Fixing the Problem of Lewd Language in the Workplace
Prepping your contracting firm for potential misconduct is one of the best ways to avoid the negative consequences of such a claim. The modern workplace is multicultural, multigenerational, and multilingual. Employers must develop a deep understanding of how these various groups can clash, as this is commonly the catalyst for workplace misconduct, especially involving lewd language. Different people have different ideas about what is appropriate and what is not, so it’s important to set a common standard for all employees to follow.
All expectations regarding workplace conduct, and the consequences associated with violating these expectations, should be clearly detailed in your employee handbook. If you want to ensure that your employee handbook is up to date and capable of protecting your interests, consult a Jacksonville construction attorney.
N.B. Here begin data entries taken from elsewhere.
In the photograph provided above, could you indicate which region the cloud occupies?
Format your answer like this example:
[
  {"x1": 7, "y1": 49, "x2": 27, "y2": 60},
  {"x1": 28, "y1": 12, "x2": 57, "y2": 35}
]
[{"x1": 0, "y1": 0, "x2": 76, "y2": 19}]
An attorney can verify that your policies are clearly stated in plain language and contain definitions of what constitutes harassment and inappropriate language.
Another effective countermeasure that can be used to mitigate workplace misconduct involves retraining all supervisors and employees to instill a stronger focus on culling harassment. This involves teaching them to limit lewd language in the workplace and notifying them about the approved reporting methodologies for workplace misconduct. No worker should feel scared or ashamed to report a fellow coworker. Uncomfortable workers tend to be unproductive, so instituting an open-door policy is one way to ensure that all instances of misconduct are reported to a supervisor.
Disclaimer: The information contained in this article is for general educational information only. This information does not constitute legal advice, is not intended to constitute legal advice, nor should it be relied upon as legal advice for your specific factual pattern or situation.